Notice that com3 is linked with /dev/ttyUSB0 which is a USB to Serial converter device.
When you plug in your USB to Serial converter it will be assigned a device name in the /dev directory.
You can find out what it is called by searching for it like so:
ron@linux-i6yo:~> dmesg |grep ttyUSB
[21825.616981] usb 3-1: FTDI USB Serial Device converter now attached to ttyUSB0
You can further search for it in the /dev directory.

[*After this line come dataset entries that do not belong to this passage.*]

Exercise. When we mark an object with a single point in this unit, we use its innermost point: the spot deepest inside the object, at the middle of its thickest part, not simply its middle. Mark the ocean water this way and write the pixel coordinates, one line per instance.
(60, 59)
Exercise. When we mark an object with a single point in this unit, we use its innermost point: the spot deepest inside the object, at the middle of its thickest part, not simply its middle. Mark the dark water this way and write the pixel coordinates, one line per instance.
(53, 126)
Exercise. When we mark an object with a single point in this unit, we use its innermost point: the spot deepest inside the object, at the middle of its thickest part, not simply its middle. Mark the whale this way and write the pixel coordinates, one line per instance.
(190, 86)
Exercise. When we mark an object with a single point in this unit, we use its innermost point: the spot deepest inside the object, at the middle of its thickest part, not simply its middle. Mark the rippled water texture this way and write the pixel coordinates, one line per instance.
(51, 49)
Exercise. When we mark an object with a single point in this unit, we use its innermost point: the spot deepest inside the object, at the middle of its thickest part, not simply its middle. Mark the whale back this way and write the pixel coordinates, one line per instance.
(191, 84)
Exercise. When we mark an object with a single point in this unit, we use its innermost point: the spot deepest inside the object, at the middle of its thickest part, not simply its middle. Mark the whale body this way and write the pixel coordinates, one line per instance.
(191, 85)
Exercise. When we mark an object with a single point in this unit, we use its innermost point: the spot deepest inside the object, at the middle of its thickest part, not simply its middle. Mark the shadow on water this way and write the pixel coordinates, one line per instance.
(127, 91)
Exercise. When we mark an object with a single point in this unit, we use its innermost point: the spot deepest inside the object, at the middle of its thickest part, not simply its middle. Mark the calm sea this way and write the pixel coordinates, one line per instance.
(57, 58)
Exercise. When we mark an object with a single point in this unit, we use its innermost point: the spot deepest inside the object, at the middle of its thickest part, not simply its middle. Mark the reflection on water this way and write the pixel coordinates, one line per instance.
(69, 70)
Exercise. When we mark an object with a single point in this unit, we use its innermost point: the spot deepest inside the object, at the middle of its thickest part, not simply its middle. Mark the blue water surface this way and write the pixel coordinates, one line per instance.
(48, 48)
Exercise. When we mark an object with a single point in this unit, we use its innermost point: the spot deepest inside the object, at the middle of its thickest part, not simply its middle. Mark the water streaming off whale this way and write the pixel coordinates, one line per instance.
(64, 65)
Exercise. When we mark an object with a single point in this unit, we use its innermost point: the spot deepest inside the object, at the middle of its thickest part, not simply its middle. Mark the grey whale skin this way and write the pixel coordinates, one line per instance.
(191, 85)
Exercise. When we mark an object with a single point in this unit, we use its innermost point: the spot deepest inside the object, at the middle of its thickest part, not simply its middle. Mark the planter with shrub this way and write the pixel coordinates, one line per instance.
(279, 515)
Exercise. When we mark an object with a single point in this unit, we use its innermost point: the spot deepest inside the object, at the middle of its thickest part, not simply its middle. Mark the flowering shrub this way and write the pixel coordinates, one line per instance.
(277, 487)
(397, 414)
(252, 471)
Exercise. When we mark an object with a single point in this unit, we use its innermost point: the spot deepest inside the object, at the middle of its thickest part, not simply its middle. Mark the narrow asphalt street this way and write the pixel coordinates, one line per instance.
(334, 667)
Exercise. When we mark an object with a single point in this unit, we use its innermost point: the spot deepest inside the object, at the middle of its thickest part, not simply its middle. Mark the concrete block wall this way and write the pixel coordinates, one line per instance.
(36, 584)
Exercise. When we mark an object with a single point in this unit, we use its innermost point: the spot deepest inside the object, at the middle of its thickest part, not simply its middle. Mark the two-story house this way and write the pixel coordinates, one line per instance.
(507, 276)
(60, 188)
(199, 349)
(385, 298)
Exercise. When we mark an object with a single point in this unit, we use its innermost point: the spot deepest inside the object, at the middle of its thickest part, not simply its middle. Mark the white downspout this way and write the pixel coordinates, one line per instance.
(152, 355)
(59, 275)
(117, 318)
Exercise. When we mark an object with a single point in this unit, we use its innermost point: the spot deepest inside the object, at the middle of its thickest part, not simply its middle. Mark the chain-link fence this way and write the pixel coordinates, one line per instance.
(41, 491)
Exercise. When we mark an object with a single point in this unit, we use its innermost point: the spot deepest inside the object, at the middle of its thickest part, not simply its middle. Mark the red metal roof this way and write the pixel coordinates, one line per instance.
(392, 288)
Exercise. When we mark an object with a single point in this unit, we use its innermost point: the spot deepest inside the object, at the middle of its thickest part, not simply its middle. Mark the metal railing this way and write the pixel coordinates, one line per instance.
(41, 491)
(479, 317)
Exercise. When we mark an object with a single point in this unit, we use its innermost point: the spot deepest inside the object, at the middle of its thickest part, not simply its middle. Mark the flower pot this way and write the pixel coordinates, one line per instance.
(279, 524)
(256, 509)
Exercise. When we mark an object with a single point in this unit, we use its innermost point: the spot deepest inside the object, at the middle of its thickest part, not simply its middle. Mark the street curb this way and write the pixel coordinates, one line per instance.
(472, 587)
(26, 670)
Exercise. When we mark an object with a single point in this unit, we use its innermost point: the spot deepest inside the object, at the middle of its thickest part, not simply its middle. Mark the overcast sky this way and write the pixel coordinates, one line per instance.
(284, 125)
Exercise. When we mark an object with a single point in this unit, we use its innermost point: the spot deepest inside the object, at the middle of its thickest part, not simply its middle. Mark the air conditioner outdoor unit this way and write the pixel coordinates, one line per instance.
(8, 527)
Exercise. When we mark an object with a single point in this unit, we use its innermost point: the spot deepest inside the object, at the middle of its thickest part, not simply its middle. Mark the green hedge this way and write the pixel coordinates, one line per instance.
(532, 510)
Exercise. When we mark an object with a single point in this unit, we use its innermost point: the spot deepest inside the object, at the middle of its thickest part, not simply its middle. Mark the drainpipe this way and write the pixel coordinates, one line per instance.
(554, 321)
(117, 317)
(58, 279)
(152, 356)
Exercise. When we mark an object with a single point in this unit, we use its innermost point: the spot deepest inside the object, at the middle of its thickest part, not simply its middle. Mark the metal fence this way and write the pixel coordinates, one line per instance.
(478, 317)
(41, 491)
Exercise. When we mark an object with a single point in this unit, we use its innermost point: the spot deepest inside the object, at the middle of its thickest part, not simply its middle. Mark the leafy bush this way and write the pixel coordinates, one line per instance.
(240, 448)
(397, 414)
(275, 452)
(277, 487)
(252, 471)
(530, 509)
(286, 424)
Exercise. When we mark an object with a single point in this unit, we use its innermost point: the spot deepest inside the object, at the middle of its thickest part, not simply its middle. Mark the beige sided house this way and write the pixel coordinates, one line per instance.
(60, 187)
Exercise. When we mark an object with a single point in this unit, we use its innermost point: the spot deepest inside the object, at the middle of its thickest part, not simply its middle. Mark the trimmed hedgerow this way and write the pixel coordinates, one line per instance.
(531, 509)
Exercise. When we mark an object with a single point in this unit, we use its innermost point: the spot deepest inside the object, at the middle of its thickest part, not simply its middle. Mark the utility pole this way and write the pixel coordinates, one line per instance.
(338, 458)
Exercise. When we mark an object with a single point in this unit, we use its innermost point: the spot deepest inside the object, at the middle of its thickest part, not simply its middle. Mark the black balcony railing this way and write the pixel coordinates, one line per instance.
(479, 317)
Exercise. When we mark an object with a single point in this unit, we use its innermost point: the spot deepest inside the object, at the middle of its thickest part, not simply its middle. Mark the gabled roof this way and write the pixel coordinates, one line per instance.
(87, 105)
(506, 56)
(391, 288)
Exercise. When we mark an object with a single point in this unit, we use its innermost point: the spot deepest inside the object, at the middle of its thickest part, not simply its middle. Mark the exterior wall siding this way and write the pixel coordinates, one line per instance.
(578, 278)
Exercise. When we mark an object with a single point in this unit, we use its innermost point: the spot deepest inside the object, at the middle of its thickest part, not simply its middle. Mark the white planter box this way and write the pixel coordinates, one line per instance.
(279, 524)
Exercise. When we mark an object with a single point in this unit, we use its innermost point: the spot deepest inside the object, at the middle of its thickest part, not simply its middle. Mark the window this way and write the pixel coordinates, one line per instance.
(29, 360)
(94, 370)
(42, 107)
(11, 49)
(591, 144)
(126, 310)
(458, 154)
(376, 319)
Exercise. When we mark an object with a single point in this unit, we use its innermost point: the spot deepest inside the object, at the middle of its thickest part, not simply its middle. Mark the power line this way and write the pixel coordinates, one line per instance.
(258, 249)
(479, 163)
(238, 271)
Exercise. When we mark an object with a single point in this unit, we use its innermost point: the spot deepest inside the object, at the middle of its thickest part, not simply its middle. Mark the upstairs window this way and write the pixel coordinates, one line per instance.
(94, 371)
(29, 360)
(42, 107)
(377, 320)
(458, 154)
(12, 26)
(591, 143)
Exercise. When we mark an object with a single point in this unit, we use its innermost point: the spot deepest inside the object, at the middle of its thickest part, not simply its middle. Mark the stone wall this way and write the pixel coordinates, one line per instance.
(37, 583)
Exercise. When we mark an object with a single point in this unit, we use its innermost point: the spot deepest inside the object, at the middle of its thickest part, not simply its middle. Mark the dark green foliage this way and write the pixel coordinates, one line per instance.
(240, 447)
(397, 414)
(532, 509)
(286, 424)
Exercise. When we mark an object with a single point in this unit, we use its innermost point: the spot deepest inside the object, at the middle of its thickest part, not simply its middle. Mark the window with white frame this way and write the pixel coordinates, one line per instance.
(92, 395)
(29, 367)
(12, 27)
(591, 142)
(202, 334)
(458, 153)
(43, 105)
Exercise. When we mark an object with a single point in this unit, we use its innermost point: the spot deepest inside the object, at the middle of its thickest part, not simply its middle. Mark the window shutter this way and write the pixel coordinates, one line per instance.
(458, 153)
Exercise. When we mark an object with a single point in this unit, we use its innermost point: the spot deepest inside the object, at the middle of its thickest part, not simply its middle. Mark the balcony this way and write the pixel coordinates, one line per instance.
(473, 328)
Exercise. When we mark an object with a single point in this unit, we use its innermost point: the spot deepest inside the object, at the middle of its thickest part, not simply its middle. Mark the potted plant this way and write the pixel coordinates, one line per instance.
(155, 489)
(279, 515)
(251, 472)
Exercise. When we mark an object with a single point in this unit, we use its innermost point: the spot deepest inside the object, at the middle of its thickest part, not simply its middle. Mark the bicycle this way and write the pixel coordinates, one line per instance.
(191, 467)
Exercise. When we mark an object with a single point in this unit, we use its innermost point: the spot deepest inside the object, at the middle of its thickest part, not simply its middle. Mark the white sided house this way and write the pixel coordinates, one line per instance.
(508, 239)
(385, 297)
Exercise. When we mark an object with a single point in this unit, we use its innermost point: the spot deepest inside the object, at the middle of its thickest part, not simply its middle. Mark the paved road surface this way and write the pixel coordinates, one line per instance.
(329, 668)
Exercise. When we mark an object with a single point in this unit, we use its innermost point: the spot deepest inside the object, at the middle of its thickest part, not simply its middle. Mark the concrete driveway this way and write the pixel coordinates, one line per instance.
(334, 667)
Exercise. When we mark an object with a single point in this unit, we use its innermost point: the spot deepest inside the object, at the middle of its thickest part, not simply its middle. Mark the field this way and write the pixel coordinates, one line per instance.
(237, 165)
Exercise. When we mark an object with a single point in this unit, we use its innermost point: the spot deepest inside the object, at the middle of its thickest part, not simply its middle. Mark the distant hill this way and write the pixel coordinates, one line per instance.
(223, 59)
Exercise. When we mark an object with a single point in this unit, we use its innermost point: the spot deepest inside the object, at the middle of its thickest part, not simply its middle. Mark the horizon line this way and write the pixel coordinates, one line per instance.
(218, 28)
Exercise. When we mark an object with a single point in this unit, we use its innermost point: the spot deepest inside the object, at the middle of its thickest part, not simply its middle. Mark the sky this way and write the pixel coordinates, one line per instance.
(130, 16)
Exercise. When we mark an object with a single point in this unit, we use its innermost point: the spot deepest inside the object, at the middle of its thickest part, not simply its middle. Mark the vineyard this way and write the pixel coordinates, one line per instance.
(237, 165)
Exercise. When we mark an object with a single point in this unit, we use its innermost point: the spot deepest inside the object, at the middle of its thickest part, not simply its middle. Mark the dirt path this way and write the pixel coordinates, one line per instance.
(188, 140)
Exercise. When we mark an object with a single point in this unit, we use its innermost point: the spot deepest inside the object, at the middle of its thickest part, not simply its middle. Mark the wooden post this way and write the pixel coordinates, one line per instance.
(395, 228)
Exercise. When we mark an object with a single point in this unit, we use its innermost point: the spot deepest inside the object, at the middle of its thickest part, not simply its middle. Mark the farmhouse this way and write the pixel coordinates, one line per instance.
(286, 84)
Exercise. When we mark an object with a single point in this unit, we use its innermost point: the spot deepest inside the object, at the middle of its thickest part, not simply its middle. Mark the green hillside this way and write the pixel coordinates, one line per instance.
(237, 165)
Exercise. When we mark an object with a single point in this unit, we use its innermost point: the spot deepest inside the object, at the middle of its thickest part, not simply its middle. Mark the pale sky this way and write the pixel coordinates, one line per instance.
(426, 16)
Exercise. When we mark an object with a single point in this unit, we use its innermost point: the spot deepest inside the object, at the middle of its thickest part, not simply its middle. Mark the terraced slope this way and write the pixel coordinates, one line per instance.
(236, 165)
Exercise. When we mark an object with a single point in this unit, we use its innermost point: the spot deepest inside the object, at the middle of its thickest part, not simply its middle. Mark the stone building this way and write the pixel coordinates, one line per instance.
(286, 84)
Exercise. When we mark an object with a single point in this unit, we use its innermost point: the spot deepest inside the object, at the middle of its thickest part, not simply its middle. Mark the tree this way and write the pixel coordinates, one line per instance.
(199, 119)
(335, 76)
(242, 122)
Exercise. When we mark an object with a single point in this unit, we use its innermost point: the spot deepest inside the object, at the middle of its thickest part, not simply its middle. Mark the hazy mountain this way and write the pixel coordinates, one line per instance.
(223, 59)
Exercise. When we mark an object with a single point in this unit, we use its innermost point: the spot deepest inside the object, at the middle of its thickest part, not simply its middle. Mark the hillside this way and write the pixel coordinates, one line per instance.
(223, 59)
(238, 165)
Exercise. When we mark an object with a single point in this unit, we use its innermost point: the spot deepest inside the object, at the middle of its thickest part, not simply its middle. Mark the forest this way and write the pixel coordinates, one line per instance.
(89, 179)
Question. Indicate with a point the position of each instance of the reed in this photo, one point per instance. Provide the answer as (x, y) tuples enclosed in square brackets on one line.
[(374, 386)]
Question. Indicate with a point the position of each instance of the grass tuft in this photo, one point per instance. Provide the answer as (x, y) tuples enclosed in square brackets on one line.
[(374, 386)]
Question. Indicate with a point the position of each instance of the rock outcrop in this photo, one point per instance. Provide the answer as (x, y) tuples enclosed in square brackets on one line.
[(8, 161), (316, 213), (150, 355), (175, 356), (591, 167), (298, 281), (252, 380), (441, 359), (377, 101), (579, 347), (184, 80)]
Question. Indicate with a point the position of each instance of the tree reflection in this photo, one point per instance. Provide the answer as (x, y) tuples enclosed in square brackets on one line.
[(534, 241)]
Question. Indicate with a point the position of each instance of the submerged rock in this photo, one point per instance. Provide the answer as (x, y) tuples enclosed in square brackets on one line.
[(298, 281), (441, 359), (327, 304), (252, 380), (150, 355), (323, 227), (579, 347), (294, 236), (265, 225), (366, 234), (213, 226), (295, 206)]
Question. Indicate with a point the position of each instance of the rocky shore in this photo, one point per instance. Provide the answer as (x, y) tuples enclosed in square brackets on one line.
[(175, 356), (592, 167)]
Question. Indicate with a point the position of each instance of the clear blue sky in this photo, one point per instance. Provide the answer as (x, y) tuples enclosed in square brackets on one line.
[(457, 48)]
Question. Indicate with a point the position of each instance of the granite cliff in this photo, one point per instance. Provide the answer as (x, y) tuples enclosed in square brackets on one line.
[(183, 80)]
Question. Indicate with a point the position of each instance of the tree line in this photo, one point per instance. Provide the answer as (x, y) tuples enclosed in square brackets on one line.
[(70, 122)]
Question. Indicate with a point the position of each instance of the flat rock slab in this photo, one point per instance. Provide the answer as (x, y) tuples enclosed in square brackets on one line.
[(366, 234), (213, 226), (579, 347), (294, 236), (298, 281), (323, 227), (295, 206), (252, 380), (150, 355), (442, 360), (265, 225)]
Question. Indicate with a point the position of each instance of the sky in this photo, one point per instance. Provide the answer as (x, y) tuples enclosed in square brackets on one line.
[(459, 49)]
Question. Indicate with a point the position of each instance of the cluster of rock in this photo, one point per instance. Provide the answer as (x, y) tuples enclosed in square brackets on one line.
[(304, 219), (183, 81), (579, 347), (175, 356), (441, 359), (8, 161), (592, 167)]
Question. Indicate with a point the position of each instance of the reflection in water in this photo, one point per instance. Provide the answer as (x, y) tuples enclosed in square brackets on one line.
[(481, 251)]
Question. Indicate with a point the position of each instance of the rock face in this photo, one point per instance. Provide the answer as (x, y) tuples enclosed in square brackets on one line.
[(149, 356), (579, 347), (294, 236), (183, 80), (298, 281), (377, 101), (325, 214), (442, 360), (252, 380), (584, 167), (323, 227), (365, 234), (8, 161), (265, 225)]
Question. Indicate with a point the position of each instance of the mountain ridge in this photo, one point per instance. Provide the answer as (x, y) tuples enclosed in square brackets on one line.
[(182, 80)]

ron@linux-i6yo:~> cd /dev/
ron@linux-i6yo:/dev> ls -l ttyUSB*
crw-rw---- 1 root dialout 188, 0 Dec 12 16:14 ttyUSB0 # notice ownership is root:dialout
If you unplug a USB to Serial converter and plug it back in, the name assignment may increment up a
number. So generally don’t do that and if you do, think about needing to reboot the computer or relink
the com port.
So what do you do in the ~/.wine/dosdevices directory to link the Serial Ports?
It is important that you create these symbolic links while logged into the terminal as the normal user.
Otherwise, you will get an error message when trying to connect to the ports that they are busy or in
use. Which brings us to the need of our normal user belonging to the required groups in order to have
permission to access certain hardware items. So add your user to the user group “dialout”. The image
below should help you to get this done.
Once these things are accomplished, you should be able to install N4PY in the usual way as if you were
using Windows. I do use the WINE utility “Uninstall Software “ to add and remove programs
however. So I would download N4PY, and then run “Uninstall Software” from the WINE program
group in the start menu.
There are some minor anomalies in N4PY when it is running under WINE, but if you are willing to
overlook some minor font display issues, and possibly some other little details, you should find that
N4PY functions as expected working with Linux and WINE. http://wiki.winehq.org/FAQ
I find that other applications work well with N4PY using Linux, such as MixW, N4PY remote, IPSound,
and several other windows programs. Your experience may vary.